How do surreal numbers relate to real numbers? I had the impression that surreal numbers were a subset of reals, being the smallest possible interval away from any other number you could specify. Now, after reading the book, “Surreal Numbers”, it seems that reals are a subset of surreals since 'surreal construction’ in the book includes, the naturals, the rationals, and, eventually, the reals. Just how surreal numbers relate to reals?
 A: The surreal numbers contain a copy of the reals, and many numbers unlike what the reals have, too. The first sentence of the wikipedia page for the surreals confirms.
Specifically, the surreals bounded between integers (like $- 100<x<100$) which are the "simplest" between all (dyadic) rational shifts (like $x=\{x-\frac{1}{2^n}|x+\frac{1}{2^n}\}$) can serve as the real numbers.

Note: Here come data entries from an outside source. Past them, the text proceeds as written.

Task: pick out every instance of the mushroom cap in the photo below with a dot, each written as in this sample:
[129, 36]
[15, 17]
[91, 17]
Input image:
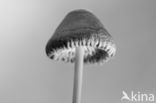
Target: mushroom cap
[81, 28]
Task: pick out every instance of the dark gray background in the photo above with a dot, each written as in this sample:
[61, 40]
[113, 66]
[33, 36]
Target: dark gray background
[27, 75]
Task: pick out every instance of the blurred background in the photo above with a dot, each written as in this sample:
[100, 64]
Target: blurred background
[27, 75]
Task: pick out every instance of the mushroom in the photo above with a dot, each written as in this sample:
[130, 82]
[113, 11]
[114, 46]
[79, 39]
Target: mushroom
[81, 39]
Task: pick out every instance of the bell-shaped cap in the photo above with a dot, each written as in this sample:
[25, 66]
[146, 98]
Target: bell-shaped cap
[81, 28]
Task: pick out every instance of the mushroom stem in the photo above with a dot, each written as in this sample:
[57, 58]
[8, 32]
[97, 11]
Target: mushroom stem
[78, 75]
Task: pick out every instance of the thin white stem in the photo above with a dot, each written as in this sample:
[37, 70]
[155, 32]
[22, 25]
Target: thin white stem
[78, 75]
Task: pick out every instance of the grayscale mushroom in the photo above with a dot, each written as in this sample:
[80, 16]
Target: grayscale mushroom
[81, 39]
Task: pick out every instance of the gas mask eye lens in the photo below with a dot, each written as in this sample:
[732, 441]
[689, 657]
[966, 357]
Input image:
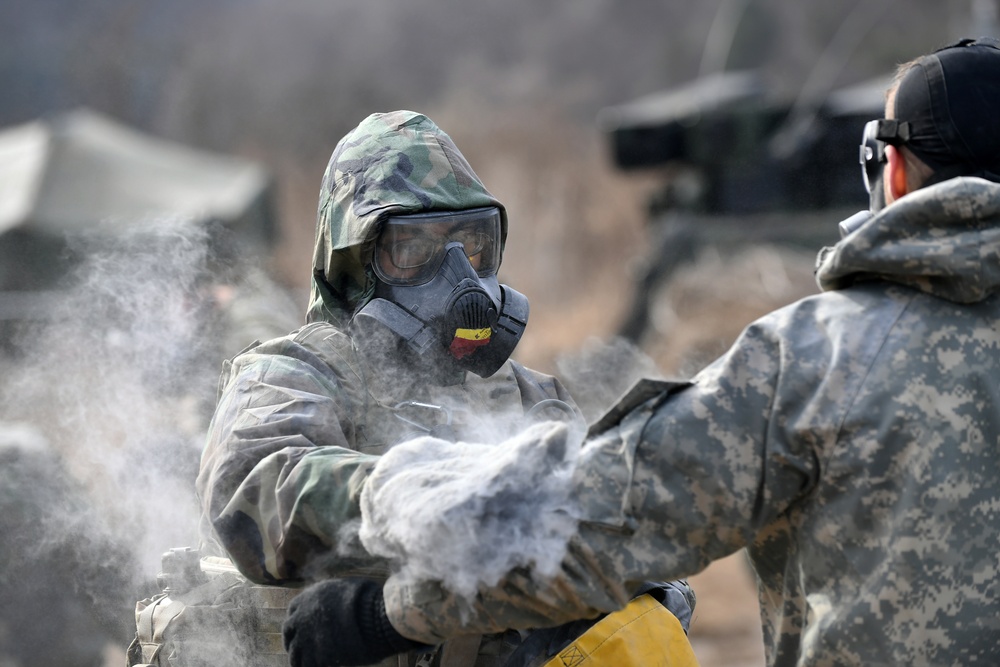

"being the smallest possible interval away from any other number you could specify" I'm not sure what you meant by this, but if you can specify some interval, you can generally divide it by 2 to get a smaller one. And in the surreals, you could divide it by something greater than every positive integer to get a much smaller one.
A: One could say that the surreal numbers are in a sense the ordered field consisting of the largest superset of the real numbers, were it not that there are so many surreal numbers that they don't even fit into a set!
One might characterize the real numbers as the largest subfield of the surreal numbers that does not contain any infinite numbers.